Issue focus: Initiatives within this orientation focus on the impacts of misinformation but are often conceived and organized to “combat” misinformation around particular thematic concerns, topics, or specific initiatives themselves. As a result, we see initiatives designed to address misinformation about climate change, or about the Covid-19 virus, or about a specific election. 

All of these approaches are important and needed. But on their own, they leave some important gaps when it comes to social cohesion:

– First, focusing on the content and channels of digital misinformation can cause us to overlook the role of diminished social cohesion as a key driver.  Similarly, a focus on content and channels also directs attention to building skills for media and digital literacy, but can leave other skills, such as conflict resolution, non-violent communication, civic education, and other areas important for social cohesion, to the side.

– Second, organizing around thematic concerns creates a system of fragmented responses and disconnected approaches. The result is a compounding set of vocabularies and varying degrees of understanding of the central dynamics at hand. Focusing on the impact of misinformation on our own areas of concerns prevents us from gaining a view of the common risks that underlie all digital misinformation dynamics, and from working together to address them. It also trains attention on addressing present problems and immediate threats, rather than on understanding the cumulative (and long-term) effects of digital misinformation dynamics.  

– Thirdly, at present, there is no actor or body working to facilitate cross-sector collaboration to support diverse sectors and stakeholders grappling with the dynamics discussed here. This leaves untapped the potential contributions of cross-sector learning and insights for new and more systemic and synergistic ways of thinking and acting.

Barriers and Opportunities

Given these gaps, and despite the wide array of efforts by different actors, the conditions fueling the feedback loop between digital misinformation and the erosion of social cohesion remain active. Diverse stakeholder groups find this state of affairs unacceptable, unstable, or unsustainable, and there has been widespread acknowledgement that transformational change is needed at the systemic level to shift the current trajectory.

But, there are many barriers. In particular, the diversity of powerful and competing interests involved, the key tensions around fundamental rights, responsibilities and roles implicated, and a climate of increasing polarisation, are inhibiting the kinds of dialogue, partnerships, and collaboration required.

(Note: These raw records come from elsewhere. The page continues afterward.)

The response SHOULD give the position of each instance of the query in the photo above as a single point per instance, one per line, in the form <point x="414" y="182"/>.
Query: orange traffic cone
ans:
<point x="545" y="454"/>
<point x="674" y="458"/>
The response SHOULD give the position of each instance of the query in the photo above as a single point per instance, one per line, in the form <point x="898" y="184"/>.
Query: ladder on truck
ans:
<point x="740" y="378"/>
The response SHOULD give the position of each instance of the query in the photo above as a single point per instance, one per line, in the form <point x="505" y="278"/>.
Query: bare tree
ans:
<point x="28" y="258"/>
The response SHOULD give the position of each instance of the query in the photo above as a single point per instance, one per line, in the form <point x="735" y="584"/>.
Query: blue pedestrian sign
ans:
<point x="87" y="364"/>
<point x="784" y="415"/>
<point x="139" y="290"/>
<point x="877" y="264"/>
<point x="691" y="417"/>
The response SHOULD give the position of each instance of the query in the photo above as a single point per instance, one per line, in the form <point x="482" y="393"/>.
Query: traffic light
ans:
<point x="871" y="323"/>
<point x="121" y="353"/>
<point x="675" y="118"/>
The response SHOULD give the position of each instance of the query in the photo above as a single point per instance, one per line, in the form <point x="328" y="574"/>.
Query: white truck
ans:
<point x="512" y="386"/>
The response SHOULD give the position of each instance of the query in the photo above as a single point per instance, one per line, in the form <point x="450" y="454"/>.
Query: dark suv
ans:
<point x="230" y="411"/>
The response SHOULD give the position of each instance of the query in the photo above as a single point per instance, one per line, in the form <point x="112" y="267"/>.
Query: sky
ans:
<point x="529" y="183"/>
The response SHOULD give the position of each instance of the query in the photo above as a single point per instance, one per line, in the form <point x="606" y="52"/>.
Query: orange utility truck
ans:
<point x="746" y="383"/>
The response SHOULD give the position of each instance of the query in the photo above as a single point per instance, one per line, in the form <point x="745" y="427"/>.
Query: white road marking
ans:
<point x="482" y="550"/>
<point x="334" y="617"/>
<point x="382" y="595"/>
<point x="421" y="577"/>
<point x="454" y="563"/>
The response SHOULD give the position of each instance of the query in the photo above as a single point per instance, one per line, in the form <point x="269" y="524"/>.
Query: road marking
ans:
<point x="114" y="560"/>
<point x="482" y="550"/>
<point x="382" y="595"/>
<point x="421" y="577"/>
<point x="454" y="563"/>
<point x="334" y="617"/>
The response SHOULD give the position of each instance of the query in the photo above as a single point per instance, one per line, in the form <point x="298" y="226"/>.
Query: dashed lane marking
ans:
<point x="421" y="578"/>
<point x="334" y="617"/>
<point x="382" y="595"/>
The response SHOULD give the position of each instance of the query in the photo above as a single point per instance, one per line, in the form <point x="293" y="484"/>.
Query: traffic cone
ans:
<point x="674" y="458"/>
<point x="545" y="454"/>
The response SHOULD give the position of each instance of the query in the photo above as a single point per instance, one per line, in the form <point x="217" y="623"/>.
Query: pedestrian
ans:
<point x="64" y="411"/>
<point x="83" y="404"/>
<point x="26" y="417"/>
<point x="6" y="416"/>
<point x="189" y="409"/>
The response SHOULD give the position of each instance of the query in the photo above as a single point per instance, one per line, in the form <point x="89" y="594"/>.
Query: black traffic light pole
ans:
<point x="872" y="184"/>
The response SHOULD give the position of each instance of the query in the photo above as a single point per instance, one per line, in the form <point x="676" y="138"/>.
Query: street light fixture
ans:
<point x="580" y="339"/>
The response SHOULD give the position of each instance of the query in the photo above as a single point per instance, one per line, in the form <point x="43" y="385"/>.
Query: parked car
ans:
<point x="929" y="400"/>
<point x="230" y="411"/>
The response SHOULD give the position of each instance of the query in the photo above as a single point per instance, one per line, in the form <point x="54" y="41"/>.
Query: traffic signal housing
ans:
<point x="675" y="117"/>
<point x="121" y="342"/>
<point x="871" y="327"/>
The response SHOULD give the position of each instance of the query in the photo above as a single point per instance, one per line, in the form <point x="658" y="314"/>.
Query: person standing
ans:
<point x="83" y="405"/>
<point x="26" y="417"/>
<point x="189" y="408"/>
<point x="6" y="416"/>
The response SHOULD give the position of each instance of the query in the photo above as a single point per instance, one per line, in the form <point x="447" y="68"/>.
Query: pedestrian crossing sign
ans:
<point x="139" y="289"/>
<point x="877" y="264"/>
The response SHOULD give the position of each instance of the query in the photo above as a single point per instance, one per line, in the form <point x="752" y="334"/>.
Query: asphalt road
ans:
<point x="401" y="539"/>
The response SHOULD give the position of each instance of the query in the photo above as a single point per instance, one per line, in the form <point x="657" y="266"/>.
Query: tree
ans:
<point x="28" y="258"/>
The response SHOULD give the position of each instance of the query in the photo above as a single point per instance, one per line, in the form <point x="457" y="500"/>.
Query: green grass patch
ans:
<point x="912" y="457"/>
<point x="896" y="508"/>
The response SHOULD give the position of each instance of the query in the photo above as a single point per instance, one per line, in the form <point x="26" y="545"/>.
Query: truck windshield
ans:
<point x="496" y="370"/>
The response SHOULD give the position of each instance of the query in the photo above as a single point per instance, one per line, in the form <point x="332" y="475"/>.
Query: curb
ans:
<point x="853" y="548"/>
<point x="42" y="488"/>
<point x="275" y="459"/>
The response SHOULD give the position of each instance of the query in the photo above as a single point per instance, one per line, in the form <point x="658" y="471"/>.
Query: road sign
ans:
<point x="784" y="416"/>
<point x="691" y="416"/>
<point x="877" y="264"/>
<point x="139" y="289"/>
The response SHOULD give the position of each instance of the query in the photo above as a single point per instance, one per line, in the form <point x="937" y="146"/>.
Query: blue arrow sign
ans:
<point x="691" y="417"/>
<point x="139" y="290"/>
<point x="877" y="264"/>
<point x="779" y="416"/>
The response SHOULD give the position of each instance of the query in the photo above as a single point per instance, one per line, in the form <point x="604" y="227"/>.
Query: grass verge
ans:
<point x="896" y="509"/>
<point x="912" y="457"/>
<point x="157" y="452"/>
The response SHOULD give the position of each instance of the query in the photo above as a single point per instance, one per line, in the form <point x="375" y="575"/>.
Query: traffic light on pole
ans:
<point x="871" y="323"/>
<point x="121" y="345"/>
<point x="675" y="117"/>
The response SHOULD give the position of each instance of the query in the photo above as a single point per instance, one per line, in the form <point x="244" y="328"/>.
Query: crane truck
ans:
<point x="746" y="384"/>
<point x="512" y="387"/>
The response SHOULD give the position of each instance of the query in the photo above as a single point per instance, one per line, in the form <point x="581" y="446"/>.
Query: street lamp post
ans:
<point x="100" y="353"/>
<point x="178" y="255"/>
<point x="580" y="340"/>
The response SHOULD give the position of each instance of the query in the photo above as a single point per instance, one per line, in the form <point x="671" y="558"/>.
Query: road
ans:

These circumstances are hindering key stakeholders from creating a shared view of what is happening, or what could or should happen, for the system to move forward.

This presents us with an opportunity to create a response that:

1. Focuses collective attention around the question of social cohesion in order to:

  • attend explicitly to the feedback loop between digital misinformation and social cohesion as a core concern (rather than positioning it as a potential outcome from focusing on other concerns),
  • broaden our thinking about the most crucial problems and solutions beyond the digital space, 
  • convene, enroll, and empower a much wider network of stakeholders working with information ecosystems, peacebuilding, and affected domains. 

2. Creates the grounds for transformative systems change by:

  • reimagining who we think of as key stakeholders and bringing them together to collaborate,
  • extending our thinking to the future,
  • naming systemic barriers and divergent interests and addressing them creatively,
  • creating synergy among different strategies across issues and sectors, 
  • incubating and accompanying change initiatives.